Abstract

This study aimed to investigate the impact of public health measures in the first wave of the COVID-19 epidemic on the occurrence of major fragility fractures (MFFs). Patients aged 50years or older who were hospitalized or had an initial visit as an outpatient for an MFF, defined as a proximal femoral fracture (PFF), vertebral fragility fracture (VFF), distal radius fracture (DRF), or a proximal humeral fracture (PHF), were included in this study. Three-phase interrupted time-series analyses were performed to evaluate the impact of the voluntary event cancellation request in late February 2020 and the emergency declaration in early April 2020 on changes in the total number of patients, including inpatients and first-visit outpatients. A total of 166,560 patients with MFFs were included (92,767 PFFs, 26,158 VFFs, 33,869 DRFs, and 13,766 PHFs).

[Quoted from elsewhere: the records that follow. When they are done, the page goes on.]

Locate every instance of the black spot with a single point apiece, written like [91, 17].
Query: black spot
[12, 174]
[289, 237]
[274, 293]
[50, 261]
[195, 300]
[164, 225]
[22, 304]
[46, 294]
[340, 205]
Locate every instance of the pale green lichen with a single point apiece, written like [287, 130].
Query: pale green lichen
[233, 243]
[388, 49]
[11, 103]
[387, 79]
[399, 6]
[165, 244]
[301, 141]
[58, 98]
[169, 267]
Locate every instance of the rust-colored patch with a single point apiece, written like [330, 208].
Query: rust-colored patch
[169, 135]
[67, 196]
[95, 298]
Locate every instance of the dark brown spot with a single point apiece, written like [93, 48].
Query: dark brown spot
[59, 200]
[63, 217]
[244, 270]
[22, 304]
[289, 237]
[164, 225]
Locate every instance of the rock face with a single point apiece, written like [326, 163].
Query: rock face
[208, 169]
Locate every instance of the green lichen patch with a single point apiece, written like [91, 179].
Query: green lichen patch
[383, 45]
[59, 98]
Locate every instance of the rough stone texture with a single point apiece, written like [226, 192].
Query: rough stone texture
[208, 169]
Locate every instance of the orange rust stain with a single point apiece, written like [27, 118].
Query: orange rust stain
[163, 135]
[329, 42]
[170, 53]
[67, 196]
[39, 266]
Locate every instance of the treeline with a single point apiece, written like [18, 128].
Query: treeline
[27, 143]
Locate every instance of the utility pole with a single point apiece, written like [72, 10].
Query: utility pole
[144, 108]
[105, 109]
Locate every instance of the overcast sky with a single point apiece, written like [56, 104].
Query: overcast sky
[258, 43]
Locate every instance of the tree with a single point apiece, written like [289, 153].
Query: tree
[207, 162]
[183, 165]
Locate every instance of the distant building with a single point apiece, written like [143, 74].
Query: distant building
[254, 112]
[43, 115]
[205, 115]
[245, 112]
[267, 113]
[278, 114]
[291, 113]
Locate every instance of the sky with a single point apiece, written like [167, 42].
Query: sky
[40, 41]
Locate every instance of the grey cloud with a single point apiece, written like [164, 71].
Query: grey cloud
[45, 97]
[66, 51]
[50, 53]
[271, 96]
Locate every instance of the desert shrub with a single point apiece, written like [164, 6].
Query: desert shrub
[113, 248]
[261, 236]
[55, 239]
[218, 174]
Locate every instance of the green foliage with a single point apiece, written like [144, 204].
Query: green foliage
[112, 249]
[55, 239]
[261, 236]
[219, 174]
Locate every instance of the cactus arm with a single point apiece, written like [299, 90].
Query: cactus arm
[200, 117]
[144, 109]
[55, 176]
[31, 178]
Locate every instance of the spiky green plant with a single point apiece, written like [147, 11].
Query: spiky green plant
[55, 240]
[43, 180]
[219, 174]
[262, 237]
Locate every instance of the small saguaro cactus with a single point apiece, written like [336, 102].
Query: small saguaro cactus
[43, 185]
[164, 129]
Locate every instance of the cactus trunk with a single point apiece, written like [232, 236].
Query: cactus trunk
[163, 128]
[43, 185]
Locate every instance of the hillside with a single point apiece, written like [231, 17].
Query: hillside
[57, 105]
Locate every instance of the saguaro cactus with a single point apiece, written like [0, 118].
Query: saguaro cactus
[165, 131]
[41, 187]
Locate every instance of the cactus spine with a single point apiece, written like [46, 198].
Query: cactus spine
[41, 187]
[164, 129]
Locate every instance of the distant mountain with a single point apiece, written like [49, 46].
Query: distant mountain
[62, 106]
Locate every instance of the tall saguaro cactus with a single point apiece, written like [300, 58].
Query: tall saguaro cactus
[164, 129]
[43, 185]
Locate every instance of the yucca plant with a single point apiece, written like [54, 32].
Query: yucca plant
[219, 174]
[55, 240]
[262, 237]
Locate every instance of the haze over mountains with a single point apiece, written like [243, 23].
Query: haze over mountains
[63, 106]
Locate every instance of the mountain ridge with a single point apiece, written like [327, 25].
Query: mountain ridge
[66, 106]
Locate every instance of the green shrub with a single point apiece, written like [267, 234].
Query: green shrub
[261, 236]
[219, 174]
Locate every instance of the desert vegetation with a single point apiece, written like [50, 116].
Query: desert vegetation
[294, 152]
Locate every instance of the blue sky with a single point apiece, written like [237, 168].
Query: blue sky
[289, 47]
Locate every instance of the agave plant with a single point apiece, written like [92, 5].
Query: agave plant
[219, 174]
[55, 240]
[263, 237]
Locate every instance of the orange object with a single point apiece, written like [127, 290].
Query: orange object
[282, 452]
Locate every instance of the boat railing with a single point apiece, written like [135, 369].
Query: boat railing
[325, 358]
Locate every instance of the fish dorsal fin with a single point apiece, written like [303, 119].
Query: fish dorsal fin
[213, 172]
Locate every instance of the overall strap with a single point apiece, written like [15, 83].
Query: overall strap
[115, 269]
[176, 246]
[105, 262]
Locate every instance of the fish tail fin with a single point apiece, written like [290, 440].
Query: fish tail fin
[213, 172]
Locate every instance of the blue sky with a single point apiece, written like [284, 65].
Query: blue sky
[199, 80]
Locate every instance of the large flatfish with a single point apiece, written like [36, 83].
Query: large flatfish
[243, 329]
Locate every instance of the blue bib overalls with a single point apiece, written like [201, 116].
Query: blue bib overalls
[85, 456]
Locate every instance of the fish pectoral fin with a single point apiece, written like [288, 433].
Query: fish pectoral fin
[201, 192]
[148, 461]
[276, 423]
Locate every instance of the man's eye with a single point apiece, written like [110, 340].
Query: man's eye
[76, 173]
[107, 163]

From the end of February, in seven prefectures with high proportions of urbanization, decreasing trends were estimated for level changes and slope changes in the total number of patients with any of the four MFFs (level change: PFF; point estimate; - 13.5 (95% CI; - 43.4, 16.5), VFF; - 15.3 (- 32.2, 1.5), DRF; - 16.1 (- 39.9, 7.6), PHF; - 1.9 (- 13.6, 9.8), slope change: PFF; - 4.8 (- 14.0, 4.4), VFF; - 3.0 (- 8.1, 2.2), DRF; - 0.6 (- 7.9, 6.7), PHF; - 2.4 (- 6.0, 1.2)). The findings suggested that the total number of patients with any of the four MFFs did not begin to decline from early April 2020 after the state of emergency was declared but earlier, in late February 2020.